Recensioni

Nomofobia

Nomofobia (2018)

Director: Ado Hasanovic

Producer: Ado Hasanovic

Co producer: Elisa Bondavalli, Fabrizio Iotti, Nema Problema Onlus

Writers: Elisa Bondavalli (story and screenplay)

Cast: Lisa Granuzza Di Vita, Tiziana Bagatella


Accendere il gas, aprire il rubinetto, sentire il citofono: semplici momenti di una qualsiasi giornata tipo. È così che si apre il cortometraggio del regista bosniaco Ado Hasanovic, Nomofobia: questo prende avvio dalla quotidianità, avvolgendo lo spettatore con i suoni ancora prima che con le immagini. Accompagnato dal rumore di alcuni passi e dallo scorrere dell’acqua, nella prima inquadratura, un campo medio svela la figura di una donna durante la preparazione del pranzo per sua figlia Jessica. Nomofobia racconta un normale pomeriggio tra madre e figlia destinato a degenerare in seguito al momento in cui la madre decide di sequestrarle il cellulare.

Il termine Nomofobia nasce infatti dalla crasi di “no-mobile phobia”, il vero incubo del XXI secolo: la paura di non avere il telefono continuamente a portata di mano. Ado Hasanovic, traendo spunto da un fatto di cronaca, costruisce una storia claustrofobica girata non solo in un unico piano sequenza ma anche all’interno di una sola location. Attraverso l’utilizzo della macchina a mano il regista pedina le due protagoniste e si sofferma spesso sui loro primi piani, mettendone a nudo le fragilità e le peculiarità e accompagnando lo spettatore dentro un racconto via via sempre più avvincente e drammatico.

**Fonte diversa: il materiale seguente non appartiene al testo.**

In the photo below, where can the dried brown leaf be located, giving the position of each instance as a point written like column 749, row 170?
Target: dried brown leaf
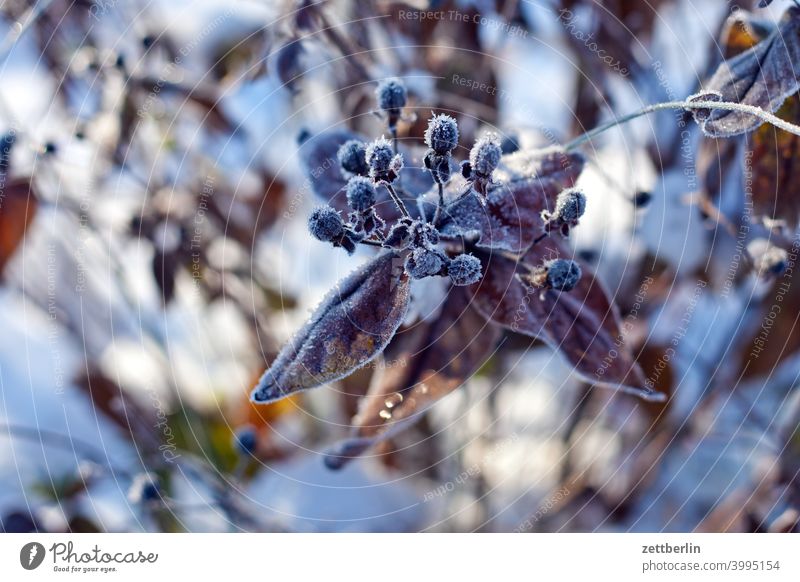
column 525, row 184
column 351, row 327
column 762, row 76
column 425, row 364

La sequenza più emblematica, proprio per il modo in cui il virtuosismo della regia rispecchia le condizioni dei personaggi, è quella in cui ribaltamento della prospettiva data dal capovolgimento della macchina da presa va a coincidere con il radicale cambiamento di Jessica, ormai destinata alla totale follia. La ragazza si slega sempre più dalla realtà, quasi sdoppiandosi: non a caso ricorre l’immagine dello specchio, simbolo per antonomasia della dualità. Significativo è infatti il litigio che spacca lo schermo in due: a sinistra domina la scena Jessica “riflessa” in tutta la sua strafottenza mentre la madre, stanca ed esausta, a lei speculare, cerca di farsi strada in un dialogo ormai fine a se stesso.

Nomofobia è un’opera che cresce progressivamente, soprattutto grazie alle interpretazioni di Lisa Granuzza Di Vita e Tiziana Bagatella le quali, perfettamente calate nel ruolo, riescono a far esplodere le pulsioni più estreme portando la suspense al suo apice in un finale crudo sul quale incombe un’aura oscura. Grazie a uno stile che sta addosso ai personaggi, lo spettatore viene catapultato dentro la loro quotidianità che, gradualmente, diventa emblematica di una realtà universale di cui chiunque può diventare vittima. Con un climax di tensione ormai forse inarrestabile, per mezzo di un ampio movimento di macchina, il regista si avvicina gradualmente alla donna per poi virare meticolosamente fino a soffermarsi sul volto imperscrutabile di Jessica. Ed è così che pone sullo schermo una delle questioni più invisibili della nostra epoca affidandosi a un’immagine straordinariamente forte e radicale.